Nan Sherwood, having swept her old friends with her quick glance, now looked back at the group that had followed her into the hall.  The bus had been so crowded and so dark that she had not known half of those who had been with her coming up from the Freeling railroad station.

“How nice it is to get back, isn’t it?” she murmured to her special chum, Bess Harley.

“I should say!” agreed Elizabeth, warmly and emphatically.

Laura Polk, as an older girl and, after all, one of the most thoughtful, suddenly noticed a stranger in brown who still stood just inside the door that somebody had thoughtfully closed.

She made quite a charming, not to say striking, figure, as she stood there alone, just the faintest smile upon her lips, yet looking quite as neglected and lonely as any novice could possibly look.

This stranger wore brown furs and a brown coat, with a hat to match on which was a really wonderful brown plume.  She wore bronze shoes and hose.  Even Linda Riggs was dressed no more richly than this girl; only the latter was dressed in better taste than Linda.

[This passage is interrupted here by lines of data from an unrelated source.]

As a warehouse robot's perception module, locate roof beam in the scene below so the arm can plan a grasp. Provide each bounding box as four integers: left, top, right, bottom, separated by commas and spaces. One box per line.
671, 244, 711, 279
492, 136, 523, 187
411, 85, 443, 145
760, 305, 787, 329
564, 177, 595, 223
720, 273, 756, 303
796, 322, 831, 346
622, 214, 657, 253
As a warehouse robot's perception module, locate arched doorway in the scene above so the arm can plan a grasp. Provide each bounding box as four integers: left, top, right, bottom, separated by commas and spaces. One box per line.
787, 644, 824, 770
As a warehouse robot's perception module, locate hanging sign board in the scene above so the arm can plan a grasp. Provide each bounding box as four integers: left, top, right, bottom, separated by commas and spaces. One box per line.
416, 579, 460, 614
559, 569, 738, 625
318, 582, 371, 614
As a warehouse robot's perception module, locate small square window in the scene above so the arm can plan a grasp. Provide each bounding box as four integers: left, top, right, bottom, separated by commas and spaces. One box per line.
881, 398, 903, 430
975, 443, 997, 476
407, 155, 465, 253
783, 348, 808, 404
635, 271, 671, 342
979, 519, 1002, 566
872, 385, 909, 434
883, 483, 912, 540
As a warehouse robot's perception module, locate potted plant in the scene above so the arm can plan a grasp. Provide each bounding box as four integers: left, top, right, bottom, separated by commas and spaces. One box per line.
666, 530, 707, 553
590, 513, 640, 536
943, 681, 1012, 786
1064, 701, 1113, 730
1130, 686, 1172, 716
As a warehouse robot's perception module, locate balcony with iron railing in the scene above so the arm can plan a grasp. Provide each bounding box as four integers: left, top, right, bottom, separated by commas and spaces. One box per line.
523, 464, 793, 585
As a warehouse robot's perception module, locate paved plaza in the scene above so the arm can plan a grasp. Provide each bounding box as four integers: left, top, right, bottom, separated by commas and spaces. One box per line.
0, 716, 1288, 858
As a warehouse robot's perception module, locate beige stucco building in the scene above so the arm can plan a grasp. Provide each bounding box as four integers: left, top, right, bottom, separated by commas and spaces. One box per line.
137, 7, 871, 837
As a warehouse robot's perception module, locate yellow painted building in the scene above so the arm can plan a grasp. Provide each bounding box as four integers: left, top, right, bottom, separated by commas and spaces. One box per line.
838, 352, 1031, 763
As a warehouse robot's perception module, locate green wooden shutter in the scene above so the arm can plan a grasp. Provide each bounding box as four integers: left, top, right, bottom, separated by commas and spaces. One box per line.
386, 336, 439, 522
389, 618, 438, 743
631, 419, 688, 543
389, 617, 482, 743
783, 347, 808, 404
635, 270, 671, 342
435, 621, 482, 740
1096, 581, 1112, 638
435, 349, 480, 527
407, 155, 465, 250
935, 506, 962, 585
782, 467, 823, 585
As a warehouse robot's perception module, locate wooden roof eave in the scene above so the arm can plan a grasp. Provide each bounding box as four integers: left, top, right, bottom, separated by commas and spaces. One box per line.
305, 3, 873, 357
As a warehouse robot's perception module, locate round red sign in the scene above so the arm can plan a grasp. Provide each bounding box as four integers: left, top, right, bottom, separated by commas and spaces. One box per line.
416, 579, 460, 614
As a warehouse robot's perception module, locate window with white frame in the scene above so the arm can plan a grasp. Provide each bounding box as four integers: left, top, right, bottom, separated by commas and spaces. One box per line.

Laura, leaving the gay company, went quickly toward the girl in brown and held out her hand.

“I am sure you are a stranger here,” she said.  “And I am a member of the Welcoming Committee.  I am Laura Polk.  And you—?”

“I am Rhoda Hammond,” said the demure girl quietly.

“What!” almost shouted the startled Laura.  “You’re never!  You can’t be!  Not Rollicking Rhoda from Rustlers’ Roost, the wild Western adventuress we’ve heard so much about?”

“No,” said the girl in brown, still placidly.  “I am Rhoda Hammond from Rose Ranch.”

CHAPTER II

INTRODUCTIONS

“Oh, my auntie!” murmured Amelia Boggs, using most uncommendable slang.  “Stung!”

But Laura Polk, if inclined to be boisterous and rather rude in her jokes, was by no means petty.  She burst into such a good-natured and disarming laugh that the girl in brown was forced to join her.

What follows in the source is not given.